You could say that the “Wild God” is the title character that runs throughout this lovely piece. This is not a vengeful god. This is not Old Testament stuff. This is spiritual playfulness that celebrates leaping frogs and cinnamon horses. This is a smiling god with stars for a halo coming to sit on the edge of your bed, inviting you to take one of the celestial bodies and toss it far out into the universe. This is loving someone so much that you can’t help but say “Wow” over and over. This is considering loss and darkness and reaching out into the void, searching for a hand to latch onto, and realizing that the mysterious, impish, and beautiful Wild God is in all things…living and dying and in between…and the joy found in that Wild God is joy that is earned through the experience of it all. Joy isn’t something that is simply manifested, it is something that is earned through tears, sores, uncertainty, and the admission that this life can be so cruel and so hard.
And though joy is fleeting, it always comes back around. The choir is never far from Cave’s deep woeful moans. The long gray hair of the Wild God flows unkempt in the breeze—laughing, dancing, and weeping uncontrollably.
Immediate gratification makes us feel good. But is feeling good actually a sign of joy? A drunk can feel happy when in the throes of a binge, but that happiness is an illusion. Happiness and joy aren’t the same thing. You can chase happiness and receive little bursts of candy-coated endorphin rushes from that which comes easy, but if it’s JOY you want…capital J-O-Y…then you’re going to have to put in the time, be patient, be willing to get knocked down thousands of times and be ready to reemerge anyway.

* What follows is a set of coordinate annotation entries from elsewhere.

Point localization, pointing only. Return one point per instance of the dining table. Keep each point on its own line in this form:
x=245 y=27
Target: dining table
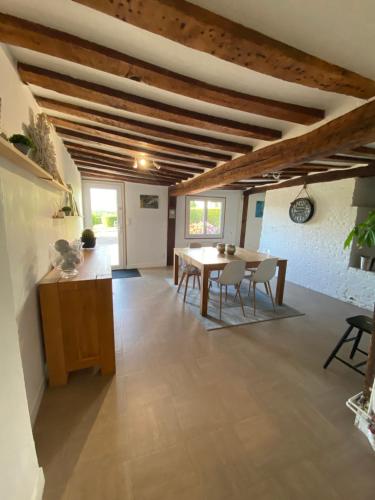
x=208 y=259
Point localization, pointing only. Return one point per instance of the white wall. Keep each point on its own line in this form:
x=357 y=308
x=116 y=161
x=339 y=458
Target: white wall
x=21 y=477
x=316 y=258
x=232 y=222
x=253 y=224
x=28 y=205
x=146 y=229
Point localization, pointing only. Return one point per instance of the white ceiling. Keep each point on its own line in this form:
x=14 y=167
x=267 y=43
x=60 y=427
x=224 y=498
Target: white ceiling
x=340 y=31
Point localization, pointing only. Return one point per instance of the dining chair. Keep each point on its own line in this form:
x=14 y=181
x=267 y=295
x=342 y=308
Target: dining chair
x=262 y=274
x=189 y=270
x=232 y=274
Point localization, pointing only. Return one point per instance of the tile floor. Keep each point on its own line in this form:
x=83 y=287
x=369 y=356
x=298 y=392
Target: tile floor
x=234 y=414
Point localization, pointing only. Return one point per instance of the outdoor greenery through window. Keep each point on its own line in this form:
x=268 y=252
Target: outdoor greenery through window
x=204 y=217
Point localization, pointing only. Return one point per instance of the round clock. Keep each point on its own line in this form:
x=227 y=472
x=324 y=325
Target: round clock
x=301 y=210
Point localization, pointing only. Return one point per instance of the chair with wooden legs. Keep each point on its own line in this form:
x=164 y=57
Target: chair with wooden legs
x=232 y=274
x=189 y=270
x=263 y=274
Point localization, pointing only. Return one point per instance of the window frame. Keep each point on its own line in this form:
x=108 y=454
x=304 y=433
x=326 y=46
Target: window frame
x=205 y=199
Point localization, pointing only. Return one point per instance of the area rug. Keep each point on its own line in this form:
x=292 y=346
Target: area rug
x=125 y=273
x=231 y=312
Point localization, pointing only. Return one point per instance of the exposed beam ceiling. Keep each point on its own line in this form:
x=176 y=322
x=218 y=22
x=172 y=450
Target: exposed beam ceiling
x=92 y=174
x=333 y=175
x=96 y=150
x=142 y=127
x=100 y=94
x=138 y=142
x=133 y=151
x=346 y=132
x=26 y=34
x=200 y=29
x=126 y=171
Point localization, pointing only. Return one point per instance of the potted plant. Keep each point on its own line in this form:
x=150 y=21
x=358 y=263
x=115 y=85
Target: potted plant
x=67 y=210
x=364 y=236
x=22 y=143
x=88 y=238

Joy makes you wait sometimes. But Joy is bigger than happiness. It’s “Ode to Joy”, not “Ode to Happiness”. Happiness is handed to you and can be bought. Joy has to be fought for and uncovered slowly and carefully. It’s easily spooked. It’ll go back into hiding if you’re too eager to approach it.

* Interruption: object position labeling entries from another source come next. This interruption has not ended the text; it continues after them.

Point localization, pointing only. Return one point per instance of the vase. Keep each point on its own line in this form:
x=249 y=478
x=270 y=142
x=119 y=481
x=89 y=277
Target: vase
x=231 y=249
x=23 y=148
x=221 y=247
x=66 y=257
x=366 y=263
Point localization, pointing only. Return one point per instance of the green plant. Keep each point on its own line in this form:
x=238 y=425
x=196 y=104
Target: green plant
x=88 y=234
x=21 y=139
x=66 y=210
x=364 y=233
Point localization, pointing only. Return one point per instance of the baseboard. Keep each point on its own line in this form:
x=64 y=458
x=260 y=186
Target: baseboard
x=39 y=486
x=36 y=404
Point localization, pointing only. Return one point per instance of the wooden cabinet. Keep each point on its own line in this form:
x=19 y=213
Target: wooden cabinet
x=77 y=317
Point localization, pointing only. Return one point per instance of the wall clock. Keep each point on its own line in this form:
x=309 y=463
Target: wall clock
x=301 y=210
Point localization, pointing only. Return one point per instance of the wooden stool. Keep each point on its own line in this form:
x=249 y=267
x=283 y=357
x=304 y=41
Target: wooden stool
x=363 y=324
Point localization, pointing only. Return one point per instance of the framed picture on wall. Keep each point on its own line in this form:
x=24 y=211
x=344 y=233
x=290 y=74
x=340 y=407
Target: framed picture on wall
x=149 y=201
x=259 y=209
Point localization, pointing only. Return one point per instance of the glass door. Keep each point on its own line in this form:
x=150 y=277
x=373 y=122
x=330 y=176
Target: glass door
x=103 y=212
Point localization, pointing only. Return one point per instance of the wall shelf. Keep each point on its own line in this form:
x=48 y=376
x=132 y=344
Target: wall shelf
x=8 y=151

But joy will reward you in ways that are lasting. When we connect to joy, we connect to something eternal. We connect to the spirit of the wild god, riding that empty trainload of sky. And these are two joyful albums that will stand the test of time. I can tell the spirit they were written in. I can hear the scrapes that were endured to write these masterful songs. And I imagine, like joy itself, these albums will continue to endure in the spirit of giving.
Albums like this don’t come along often. And to have two so close to one another is remarkable. And while yes, Tom Petty was right, “The waiting is the hardest part”, sometimes it’s all worth the wait. My hope is one day we can be less a culture of immediate gratification and more a culture of imminent gratitude.
You may have to fight long and hard for it, but joy always comes back around. Be most thankful when it does.
This is really beautiful, Andy. Speaking from the perspective of one who chases fleeting happiness in the form of live music, I can relate to how that differs from the hard earned joy you describe. But I can’t deny that those transcendent live music experiences do bring me joy. It may be a substitute for enduring real life love, but it has its own rewards.
Nick Cave is on my bucket list (someday!) but I’ve seen Gillian and David twice before, and I’ve got two back-to-back shows coming up in North Carolina. Their shows are ethereal experiences.